In a paper published yesterday on Future Bar Training, the Bar Standards Board said it is seeking views on whether the roles that the inns play ‘remain appropriate’.
The Inns of Courts’ responsibilities for the training of barristers include calling new barristers to the bar and supervising students’ conduct. They are also responsible for:
- Regulatory oversight of students;
- Approval of pupil supervisors, and providing pupil supervisor training;
- Provision of mandatory training courses during pupillage; and
- Provision of ‘qualifying sessions’ and waiving/modifying the requirements of these.
Under one option in the paper, the BSB said it could remain mandatory for barristers to be called by one of the inns but that it would consider non members to be eligible for call.
Under another option, the BSB would take over from the inns the role of carrying out educational and ‘fit and proper person’ checks on pupil barristers. Another option suggests that the BSB could remove the requirement for mandatory qualifying sessions – of which there are currently 12.
The BSB said it understands the ‘historic and supportive role’ played by the inns and ‘has no intention’ of changing what works well.
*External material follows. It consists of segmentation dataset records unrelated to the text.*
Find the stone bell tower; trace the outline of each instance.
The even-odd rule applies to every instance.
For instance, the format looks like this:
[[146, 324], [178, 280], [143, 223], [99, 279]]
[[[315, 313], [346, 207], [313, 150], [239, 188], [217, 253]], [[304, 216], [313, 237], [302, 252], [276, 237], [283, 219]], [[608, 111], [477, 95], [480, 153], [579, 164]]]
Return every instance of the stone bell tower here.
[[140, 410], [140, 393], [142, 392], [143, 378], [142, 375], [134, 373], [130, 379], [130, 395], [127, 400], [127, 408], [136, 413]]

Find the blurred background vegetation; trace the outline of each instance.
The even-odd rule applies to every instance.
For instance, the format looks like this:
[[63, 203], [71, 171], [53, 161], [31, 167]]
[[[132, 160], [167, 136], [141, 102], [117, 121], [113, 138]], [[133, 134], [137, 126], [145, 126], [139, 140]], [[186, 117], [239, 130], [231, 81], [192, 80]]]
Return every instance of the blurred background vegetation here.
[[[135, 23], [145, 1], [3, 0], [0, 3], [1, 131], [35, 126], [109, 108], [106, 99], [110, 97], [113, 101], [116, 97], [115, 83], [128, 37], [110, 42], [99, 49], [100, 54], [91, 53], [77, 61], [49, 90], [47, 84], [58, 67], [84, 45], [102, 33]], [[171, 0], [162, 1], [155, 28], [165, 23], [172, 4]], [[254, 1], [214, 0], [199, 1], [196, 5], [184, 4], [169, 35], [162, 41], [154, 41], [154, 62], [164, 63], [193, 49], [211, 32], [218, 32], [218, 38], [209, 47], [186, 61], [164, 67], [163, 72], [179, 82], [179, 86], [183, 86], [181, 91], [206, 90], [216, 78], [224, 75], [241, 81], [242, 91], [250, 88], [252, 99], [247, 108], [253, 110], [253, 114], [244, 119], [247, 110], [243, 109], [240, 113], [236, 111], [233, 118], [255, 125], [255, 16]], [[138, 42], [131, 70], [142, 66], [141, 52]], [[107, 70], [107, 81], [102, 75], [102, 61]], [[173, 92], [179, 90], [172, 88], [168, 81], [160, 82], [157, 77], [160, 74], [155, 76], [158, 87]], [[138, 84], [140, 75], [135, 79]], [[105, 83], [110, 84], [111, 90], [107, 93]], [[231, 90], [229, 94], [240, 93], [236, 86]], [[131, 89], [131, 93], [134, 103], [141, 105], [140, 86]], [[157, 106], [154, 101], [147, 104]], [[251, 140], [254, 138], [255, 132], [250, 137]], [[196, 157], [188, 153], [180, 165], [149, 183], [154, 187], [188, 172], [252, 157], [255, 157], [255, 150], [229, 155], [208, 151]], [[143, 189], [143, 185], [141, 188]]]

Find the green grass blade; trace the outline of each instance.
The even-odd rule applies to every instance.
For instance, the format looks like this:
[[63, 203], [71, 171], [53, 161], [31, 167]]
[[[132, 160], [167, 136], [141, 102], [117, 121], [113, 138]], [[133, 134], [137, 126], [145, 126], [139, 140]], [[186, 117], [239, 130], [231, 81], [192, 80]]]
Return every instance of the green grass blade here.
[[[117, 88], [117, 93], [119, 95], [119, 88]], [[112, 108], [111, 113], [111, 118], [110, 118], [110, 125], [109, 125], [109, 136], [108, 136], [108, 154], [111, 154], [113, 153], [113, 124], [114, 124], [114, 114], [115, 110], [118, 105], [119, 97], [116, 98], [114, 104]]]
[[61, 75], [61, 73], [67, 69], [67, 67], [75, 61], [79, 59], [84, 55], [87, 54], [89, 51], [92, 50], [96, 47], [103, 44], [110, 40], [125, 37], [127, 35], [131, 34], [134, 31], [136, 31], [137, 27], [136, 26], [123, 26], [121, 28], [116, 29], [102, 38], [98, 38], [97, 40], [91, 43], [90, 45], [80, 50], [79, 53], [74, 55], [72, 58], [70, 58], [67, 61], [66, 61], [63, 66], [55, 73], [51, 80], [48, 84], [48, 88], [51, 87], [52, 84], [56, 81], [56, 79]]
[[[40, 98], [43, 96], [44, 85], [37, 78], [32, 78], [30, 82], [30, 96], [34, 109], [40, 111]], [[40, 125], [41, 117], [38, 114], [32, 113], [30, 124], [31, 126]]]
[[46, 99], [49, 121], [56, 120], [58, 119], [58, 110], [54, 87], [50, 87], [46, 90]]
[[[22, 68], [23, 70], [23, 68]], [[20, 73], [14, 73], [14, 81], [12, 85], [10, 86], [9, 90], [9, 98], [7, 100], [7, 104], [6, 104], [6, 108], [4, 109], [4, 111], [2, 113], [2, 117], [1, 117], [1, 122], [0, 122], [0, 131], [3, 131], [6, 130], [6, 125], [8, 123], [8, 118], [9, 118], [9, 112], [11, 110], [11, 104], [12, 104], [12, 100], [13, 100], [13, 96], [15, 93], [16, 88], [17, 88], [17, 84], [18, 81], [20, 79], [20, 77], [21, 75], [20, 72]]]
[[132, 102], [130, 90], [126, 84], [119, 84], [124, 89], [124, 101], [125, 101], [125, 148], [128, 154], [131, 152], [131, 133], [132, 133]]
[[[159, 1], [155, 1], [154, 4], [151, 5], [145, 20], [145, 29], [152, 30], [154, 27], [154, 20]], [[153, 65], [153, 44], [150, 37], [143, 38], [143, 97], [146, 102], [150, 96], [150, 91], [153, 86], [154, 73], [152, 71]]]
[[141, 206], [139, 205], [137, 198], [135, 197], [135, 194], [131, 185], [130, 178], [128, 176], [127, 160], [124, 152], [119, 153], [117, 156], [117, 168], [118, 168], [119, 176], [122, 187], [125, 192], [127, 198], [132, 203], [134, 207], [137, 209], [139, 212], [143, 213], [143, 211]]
It added: ‘As a matter of good regulatory practice it is important to go back to first principles in relation to the roles that the inns play in our regulatory arrangements. This means asking whether the roles they play remain appropriate as a compulsory requirement in the light of our new approach to bar training.’
The BSB has also proposed that a rule requiring pupillages to last a minimum of 12 months could be abolished and that the minimum financial support for pupils, (currently £12,000) should be raised to match the national living wage (£13,650), or London living wage (£17,745).
The regulator rubber-stamped plans to change training methods earlier this year and agreed to adopt a ‘managed pathways’ approach. Under that method, courses will be ‘more flexible and fit with the requirements of students’.
Currently, trainees undergo three stages of training: academic education, vocational training and work-based training. The BSB’s proposed approach, agreed at a board meeting in March, would permit trainees to take different routes, including combining the sections.
Ewen MacLeod, director of strategy and policy at the BSB, said: ‘We want to build on what already works well in the current system, maintain the high standards of entry for newly qualified barristers, and to encourage innovation and flexibility for the Bar in the way that work-based training for barristers is delivered.’
A Bar Council spokesperson said the consulation included 'significant proposals for change' and that the council would be putting together a working group specifically to look at the consultation and shape the response to it.
'However, we would encourage chambers, individual members of the bar, specialist bar associations and the circuits to give consideration to these proposals, which may will have a major impact on the training of barristers,' the spokesperson added.
The consultation closes on 8 January 2018 with any new rules expected to come into effect in 2019.